Publications

My book – “Motivation Ethics” (2017 Bloomsbury Academic) – is just out, an overview and some early reviews can be found here

Articles:

Hempel, Grue and the Logical Empiricist Baseline

Forthcoming 2017, Erkenntnis

A logical empiricist “baseline statement” can formalize some propositions established by a body of evidence or set of observations. However, it may not necessarily capture, of two propositions it entails, whether all the subsets of the evidence that establish one proposition also establish the other, vice versa, or neither. Yet, according to this paper, which obtains should sometimes matter for confirmation. It illustrates by showing how these facts can be used to address one of the paradoxes of induction, doing so still within a very simple neo-Hempelian framework.

Classifying States: Instrumental rhetoric or a compelling normative theory?

Forthcoming 2017, Ethics and Global Politics. (with P. Maffettone)

Many states use a classificatory approach to foreign policy: they put other states into particular categories and structure their engagement and relations partly as a result. And there is one prominent modern international political theory – Rawls’ Law of Peoples – that seems to adopt this approach as an account of justified state behaviour. But should we expect this type of theory to ultimately prove attractive, justified and philosophically distinct compared to more instrumentalist rivals? This paper explores the challenges generic to any such account, not merely those relating to Rawls’ specific version, and surveys possible responses and their shortcomings.

Interpersonal Comparisons of the Good: Epistemic not Impossible

Sept 2016 Utilitas. Published version is here.

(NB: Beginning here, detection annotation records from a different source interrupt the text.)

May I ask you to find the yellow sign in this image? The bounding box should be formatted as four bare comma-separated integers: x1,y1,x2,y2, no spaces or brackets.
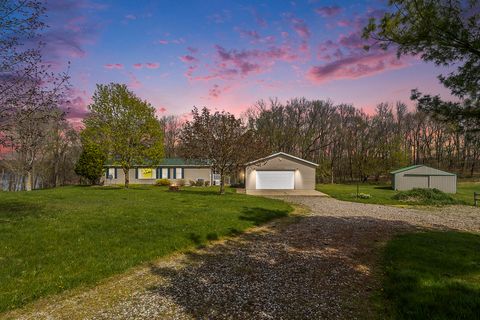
142,168,153,179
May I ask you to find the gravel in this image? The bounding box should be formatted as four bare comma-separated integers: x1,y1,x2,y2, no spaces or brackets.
12,196,480,319
90,197,480,319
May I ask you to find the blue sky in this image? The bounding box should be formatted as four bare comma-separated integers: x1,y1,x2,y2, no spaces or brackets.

To evaluate the overall good/welfare of any action, policy or institutional choice we need some way of comparing the benefits and losses to those affected: we need to make interpersonal comparisons of the good/welfare. Yet sceptics have worried either: (1) that such comparisons are impossible as they involve an impossible introspection across individuals, getting ‘into their minds’; (2) that they are indeterminate as individual-level information is compatible with a range of welfare numbers; or (3) that they are metaphysically mysterious as they assume the existence either of a social mind or of absolute levels of welfare when no such things exist. This article argues that such scepticism can potentially be addressed if we view the problem of interpersonal comparisons as fundamentally an epistemic problem – that is, as a problem of forming justified beliefs about the overall good based on evidence of the individual good.

“Markets on the Margin: Sweatshops” (chapter) in “Politics, Philosophy & Economics: The Key Readings” 

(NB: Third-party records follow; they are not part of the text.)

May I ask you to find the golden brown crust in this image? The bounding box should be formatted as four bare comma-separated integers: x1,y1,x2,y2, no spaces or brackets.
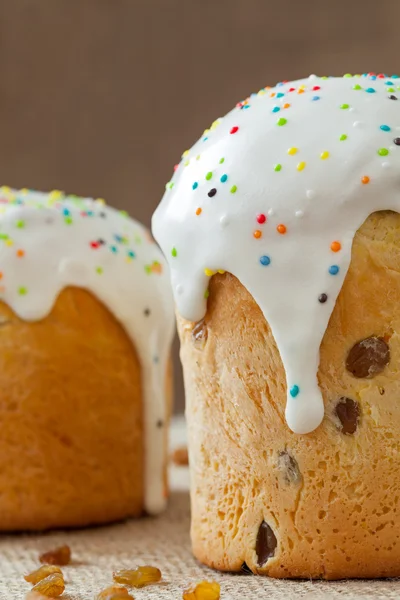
0,288,144,530
178,212,400,579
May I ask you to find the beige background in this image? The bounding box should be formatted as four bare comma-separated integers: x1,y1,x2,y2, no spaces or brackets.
0,0,400,407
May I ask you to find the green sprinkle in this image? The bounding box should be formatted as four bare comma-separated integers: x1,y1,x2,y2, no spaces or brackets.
378,148,389,156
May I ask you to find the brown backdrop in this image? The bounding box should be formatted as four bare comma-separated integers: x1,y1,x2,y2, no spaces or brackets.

2015 Oxford University Press, Eds Anomaly, Brennan, Munger, Sayre-McCord (based on Coakley & Kates 2013).

The Ethical and Economic Case for Sweatshop Regulation

Oct 2013, Journal of Business Ethics, (with M Kates). Published version is here.

Three types of objections have been raised against sweatshops. According to their critics, sweatshops are (1) exploitative, (2) coercive, and (3) harmful to workers. In “The Ethical and Economic Case Against Sweatshop Labor: A Critical Assessment,” Powell and Zwolinski critique all three objections and thereby offer what is arguably the most powerful defense of sweatshops in the philosophical literature to date. This article demonstrates that, whether or not unregulated sweatshops are exploitative or coercive, they are, pace Powell and Zwolinski, harmful to workers.

On the Value of Political Legitimacy

Nov 2011, Politics, Philosophy & Economics. Published version is here.

Theories of political legitimacy normally stipulate certain conditions of legitimacy: the features a state must possess in order to be legitimate. Yet there is obviously a second question as to the value of legitimacy: the normative features a state has by virtue of it being legitimate (such as it being owed obedience, having a right to use coercion, or enjoying a general justification in the use of force). I argue that it is difficult to demonstrate that affording these to legitimate states is morally desirable, and that obvious alternative conceptions of the value of legitimacy (notably epistemic and instrumental) are not without problems of their own. The intuitive triviality of establishing the value of normative legitimacy may mask a serious problem.